PARIS (Reuters) - French luxury group Kering's (PA:PRTP) flagship Gucci brand posted a lower-than-expected rise in first-quarter sales on Thursday.
Gucci posted 3.1 percent growth in comparable sales, below analysts' expectations of 5 to 6 percent and slowing from 4.8 percent growth in the last quarter of 2015.
Kering's second luxury brand Bottega Veneta posted an 8.3 percent drop in comparable sales, suffering from its strong exposure to Asian clientele.
The luxury goods industry has had a difficult start to the year, partly due to the Chinese economic slowdown and a sharp drop in tourist traffic in shopping hotspots such as Paris, Milan and Hong Kong and Macau.
The Kering group overall posted 2.724 billion euros in first quarter sales, below expectations in a Reuters poll of 2.767 billion euros.
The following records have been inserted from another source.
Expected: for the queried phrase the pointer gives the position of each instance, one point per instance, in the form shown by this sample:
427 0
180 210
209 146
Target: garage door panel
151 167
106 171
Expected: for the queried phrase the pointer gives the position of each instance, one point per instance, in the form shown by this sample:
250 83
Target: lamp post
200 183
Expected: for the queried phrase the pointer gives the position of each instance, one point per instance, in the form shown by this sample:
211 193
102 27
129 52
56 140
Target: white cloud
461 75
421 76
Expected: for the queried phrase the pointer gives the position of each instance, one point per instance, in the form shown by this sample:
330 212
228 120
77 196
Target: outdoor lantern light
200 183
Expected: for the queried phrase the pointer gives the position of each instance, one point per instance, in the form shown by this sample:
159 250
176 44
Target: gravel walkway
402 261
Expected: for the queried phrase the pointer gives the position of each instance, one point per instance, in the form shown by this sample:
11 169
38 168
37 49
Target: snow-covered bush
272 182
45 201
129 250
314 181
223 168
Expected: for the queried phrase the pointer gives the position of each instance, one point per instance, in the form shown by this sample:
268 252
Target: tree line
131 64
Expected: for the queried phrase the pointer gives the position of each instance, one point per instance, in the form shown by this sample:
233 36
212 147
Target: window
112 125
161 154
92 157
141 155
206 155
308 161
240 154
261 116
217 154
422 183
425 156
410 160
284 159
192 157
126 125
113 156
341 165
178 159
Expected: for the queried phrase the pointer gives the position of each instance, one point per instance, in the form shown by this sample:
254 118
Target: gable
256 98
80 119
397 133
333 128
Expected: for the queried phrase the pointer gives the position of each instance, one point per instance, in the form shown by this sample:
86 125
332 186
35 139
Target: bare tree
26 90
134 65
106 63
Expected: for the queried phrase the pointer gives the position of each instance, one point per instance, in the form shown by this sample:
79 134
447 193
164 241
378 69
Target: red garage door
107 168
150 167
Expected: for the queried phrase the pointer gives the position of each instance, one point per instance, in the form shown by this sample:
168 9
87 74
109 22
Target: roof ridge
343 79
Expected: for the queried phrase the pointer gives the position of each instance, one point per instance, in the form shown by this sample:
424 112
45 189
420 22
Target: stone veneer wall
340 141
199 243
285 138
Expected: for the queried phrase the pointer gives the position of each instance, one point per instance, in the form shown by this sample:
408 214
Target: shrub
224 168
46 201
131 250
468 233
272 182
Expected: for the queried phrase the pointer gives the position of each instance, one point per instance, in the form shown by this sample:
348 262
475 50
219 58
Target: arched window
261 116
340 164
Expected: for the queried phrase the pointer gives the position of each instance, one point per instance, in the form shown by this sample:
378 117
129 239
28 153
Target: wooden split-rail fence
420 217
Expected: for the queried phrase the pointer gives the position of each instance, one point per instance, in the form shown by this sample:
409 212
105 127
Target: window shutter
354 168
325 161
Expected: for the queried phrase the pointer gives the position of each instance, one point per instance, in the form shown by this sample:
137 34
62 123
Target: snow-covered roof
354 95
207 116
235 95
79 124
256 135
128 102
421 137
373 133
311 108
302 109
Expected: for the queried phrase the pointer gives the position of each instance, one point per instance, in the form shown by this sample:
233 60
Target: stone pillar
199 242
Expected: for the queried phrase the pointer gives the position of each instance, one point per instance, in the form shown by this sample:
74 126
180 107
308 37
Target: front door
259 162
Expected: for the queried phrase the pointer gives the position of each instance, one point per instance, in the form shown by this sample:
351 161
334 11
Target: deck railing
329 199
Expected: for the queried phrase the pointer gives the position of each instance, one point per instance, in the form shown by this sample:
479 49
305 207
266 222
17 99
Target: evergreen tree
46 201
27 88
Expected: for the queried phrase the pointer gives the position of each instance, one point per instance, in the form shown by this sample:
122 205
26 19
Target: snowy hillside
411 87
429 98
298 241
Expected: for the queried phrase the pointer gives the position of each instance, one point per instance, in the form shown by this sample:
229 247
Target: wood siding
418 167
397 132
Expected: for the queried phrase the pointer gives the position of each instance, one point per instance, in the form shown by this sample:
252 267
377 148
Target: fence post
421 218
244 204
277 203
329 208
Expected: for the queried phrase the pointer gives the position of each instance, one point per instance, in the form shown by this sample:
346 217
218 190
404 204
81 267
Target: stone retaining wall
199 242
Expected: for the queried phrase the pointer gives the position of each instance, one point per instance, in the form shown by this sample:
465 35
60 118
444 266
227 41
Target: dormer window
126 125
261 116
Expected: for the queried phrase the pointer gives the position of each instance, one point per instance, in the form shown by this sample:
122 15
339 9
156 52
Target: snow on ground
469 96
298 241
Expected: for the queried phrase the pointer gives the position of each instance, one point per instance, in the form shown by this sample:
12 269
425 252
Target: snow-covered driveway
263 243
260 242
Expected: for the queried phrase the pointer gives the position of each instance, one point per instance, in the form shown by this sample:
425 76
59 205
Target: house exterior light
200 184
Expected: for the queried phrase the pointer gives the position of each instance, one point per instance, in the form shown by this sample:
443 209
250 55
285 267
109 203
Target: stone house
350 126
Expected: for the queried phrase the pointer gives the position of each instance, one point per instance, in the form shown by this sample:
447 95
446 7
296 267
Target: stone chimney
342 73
"Kering's solid first-quarter 2016 performance in a challenging market environment bears testimony to our focus on driving organic growth," François-Henri Pinault, Kering's Chairman and Chief Executive Officer said in a statement.
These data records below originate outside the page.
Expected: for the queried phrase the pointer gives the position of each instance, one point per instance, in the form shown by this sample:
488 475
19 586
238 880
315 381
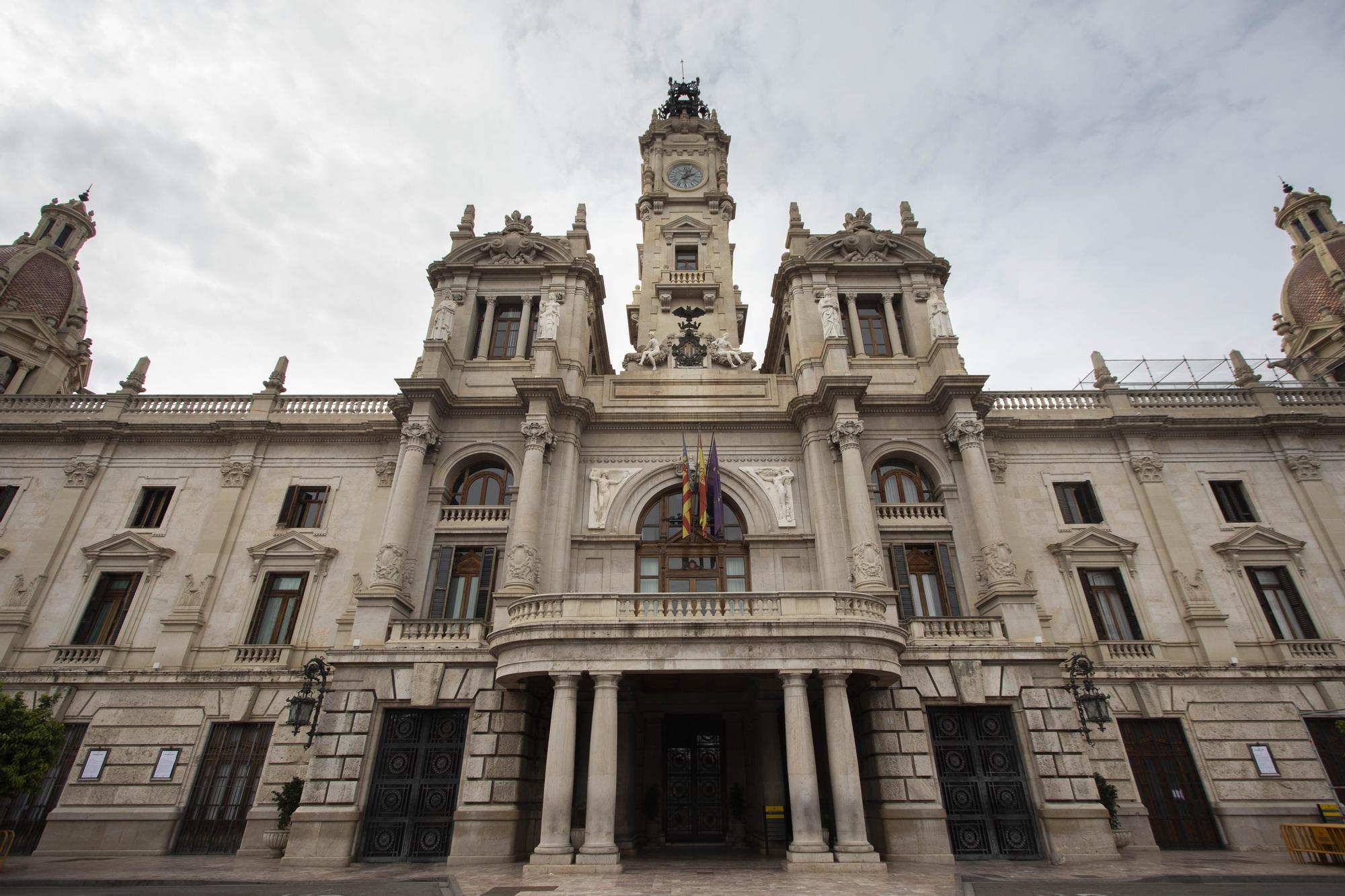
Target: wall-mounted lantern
307 704
1090 702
"We are confident that we can extend our growth trajectory over the full year thanks to our multi-brand model, our continued strict operating and financial discipline, and the top-quality work of all our teams."
Kering is among the last of luxury groups to report first-quarter sales after rivals Prada (HK:1913), LVMH (PA:LVMH), Richemont (VX:CFR) and Burberry (L:BRBY) have all said they were suffering from weaker demand since the start of the year.